Claude responses convert cleanly, including fenced code blocks with their language labels. Two things stay behind, though: artifacts (the code and documents Claude opens in a side panel) and extended thinking blocks aren't part of the message stream, so they don't come along. Copy artifacts out separately if you need them.
Export a ChatGPT Chat to Markdown
The exporter runs on both chatgpt.com and chat.openai.com:
- Open the conversation.
- Scroll up once if it's long, and wait for streaming to finish.
- Copy or download.
Code blocks keep their language tags, so a chat full of Python lands in your notes with proper syntax fences instead of the flattened text you get from select-and-copy. ChatGPT is also one of the most modified sites in the Tweeks library; browse chatgpt.com.
How It Works
The exporter reads the conversation out of the open page and converts the HTML to Markdown with its own converter, which handles headings, bold and italics, inline code, fenced code blocks with language detection, links, images, nested lists, blockquotes, and tables. Everything runs locally in your browser. The only permission it asks for is clipboard write, it makes no network requests, and the full source is on the share page if you want to check that yourself.

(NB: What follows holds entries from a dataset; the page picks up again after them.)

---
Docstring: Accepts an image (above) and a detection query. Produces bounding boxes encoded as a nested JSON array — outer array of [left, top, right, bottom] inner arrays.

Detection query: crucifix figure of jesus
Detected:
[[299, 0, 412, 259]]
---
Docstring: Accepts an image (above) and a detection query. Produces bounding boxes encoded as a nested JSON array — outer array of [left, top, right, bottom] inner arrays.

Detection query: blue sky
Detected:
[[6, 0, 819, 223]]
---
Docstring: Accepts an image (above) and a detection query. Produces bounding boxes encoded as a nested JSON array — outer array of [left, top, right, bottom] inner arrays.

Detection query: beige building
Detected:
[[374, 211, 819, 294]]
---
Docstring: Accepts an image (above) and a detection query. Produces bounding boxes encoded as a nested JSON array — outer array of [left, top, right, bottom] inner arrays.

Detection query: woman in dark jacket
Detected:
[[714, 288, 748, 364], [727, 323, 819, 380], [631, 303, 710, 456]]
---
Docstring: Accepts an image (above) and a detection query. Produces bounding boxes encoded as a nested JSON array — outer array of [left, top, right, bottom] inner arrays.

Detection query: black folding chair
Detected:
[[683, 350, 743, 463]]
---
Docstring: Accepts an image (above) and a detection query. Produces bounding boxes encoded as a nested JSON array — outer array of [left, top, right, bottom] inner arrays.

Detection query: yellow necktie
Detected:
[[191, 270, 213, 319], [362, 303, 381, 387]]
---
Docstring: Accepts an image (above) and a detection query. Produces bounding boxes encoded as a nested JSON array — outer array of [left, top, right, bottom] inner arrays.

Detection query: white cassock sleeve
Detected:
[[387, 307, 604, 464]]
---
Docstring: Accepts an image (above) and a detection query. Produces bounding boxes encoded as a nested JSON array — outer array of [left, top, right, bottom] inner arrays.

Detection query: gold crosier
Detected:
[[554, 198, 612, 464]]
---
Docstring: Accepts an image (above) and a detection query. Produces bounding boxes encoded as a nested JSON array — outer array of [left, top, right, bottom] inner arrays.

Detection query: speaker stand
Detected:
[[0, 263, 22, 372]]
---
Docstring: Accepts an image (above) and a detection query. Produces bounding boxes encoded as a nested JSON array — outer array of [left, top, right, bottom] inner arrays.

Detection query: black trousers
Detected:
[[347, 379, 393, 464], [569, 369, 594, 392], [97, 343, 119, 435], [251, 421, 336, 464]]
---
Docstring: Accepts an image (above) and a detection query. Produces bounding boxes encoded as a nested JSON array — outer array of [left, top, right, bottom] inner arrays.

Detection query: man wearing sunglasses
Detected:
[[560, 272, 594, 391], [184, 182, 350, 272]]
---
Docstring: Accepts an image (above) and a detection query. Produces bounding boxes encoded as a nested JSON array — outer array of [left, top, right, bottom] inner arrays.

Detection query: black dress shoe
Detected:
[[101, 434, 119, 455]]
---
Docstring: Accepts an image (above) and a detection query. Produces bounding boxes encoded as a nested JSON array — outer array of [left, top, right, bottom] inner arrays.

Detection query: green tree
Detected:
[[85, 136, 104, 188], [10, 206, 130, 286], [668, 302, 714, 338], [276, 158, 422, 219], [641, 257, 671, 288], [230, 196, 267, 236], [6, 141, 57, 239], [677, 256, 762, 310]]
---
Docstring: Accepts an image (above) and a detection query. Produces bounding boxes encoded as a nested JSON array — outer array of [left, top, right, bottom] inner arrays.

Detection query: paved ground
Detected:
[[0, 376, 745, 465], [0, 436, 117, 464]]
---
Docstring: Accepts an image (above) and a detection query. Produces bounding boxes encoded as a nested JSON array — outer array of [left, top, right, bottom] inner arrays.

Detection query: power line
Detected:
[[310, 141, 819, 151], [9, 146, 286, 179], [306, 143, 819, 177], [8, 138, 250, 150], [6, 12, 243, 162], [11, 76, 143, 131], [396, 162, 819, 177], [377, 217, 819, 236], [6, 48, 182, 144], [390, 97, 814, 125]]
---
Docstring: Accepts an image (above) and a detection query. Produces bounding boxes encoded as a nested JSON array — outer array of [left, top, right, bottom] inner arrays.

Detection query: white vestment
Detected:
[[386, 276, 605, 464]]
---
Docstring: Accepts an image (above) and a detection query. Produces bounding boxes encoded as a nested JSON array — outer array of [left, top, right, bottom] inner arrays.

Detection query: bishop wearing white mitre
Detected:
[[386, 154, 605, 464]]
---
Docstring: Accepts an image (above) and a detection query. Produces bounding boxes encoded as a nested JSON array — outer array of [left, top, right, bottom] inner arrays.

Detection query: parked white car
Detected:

The honest limitations: it exports the conversation you have open, not your whole history; it can only see messages the page has loaded, which is why long chats need one scroll to the top; and since it reads each site's page structure, a redesign on Gemini, Claude, or ChatGPT can break extraction until the tweek is updated.
It's also a tweek, so the behavior is yours to change. Open it in Tweeks and describe what you want: front matter with the chat URL, a different filename pattern, plain text instead of Markdown. Like the Universal AI Slop Finder we covered before, edits are one-sentence requests, and the Tweeks vs. Tampermonkey post explains that workflow if it's new to you.
Your conversations are worth keeping in a format you control, and Markdown will outlive all three of these apps.